No review of Mil Pluton would be complete, however, without mention of the 1980s, that perilous decade that saw many of us cutting our young teeth on experiences that would soon morph into the memories we now regurgitate musically and artistically. Èlg possesses the old-school electronic evil to be an anti-Depeche Mode of sorts, yet utilizes many of the glorious inventions since realized to blast much further into the blissful abyss of lasers; thoughtful, pregnant pauses; a space-drone worthy of eMEGO; vocal manipulations straight out of the Niobe desert; and trickles of audio waste that pool up and dry until they’re caked (baked?) into the compositions.

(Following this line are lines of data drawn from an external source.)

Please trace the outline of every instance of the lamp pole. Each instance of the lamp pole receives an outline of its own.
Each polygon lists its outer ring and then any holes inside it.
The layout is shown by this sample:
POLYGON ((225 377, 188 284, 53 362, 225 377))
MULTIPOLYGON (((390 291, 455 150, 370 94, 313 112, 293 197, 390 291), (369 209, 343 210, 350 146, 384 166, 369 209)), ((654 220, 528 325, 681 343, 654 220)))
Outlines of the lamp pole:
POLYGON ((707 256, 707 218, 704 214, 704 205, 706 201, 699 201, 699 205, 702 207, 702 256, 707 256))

The aforementioned space-drone sends Side B into a lazy cosmic orbit far removed from the more insistent drilling of A. At times, it’s like partying with decapitated Pet Shop Boys, soprano clucks, and more cheap beats, albeit via a much more restless motif, hesitant to settle in a spot where a song might find purchase. I don’t find this approach as effective pound-for-pound, but as far as continuing a steady thrust into the unknown, it works a lot better — an interesting front/flip dynamic that adds intrigue to an already snappy origami-style LP jacket and refuses to let the future coordinates of Èlg be known. Damn them.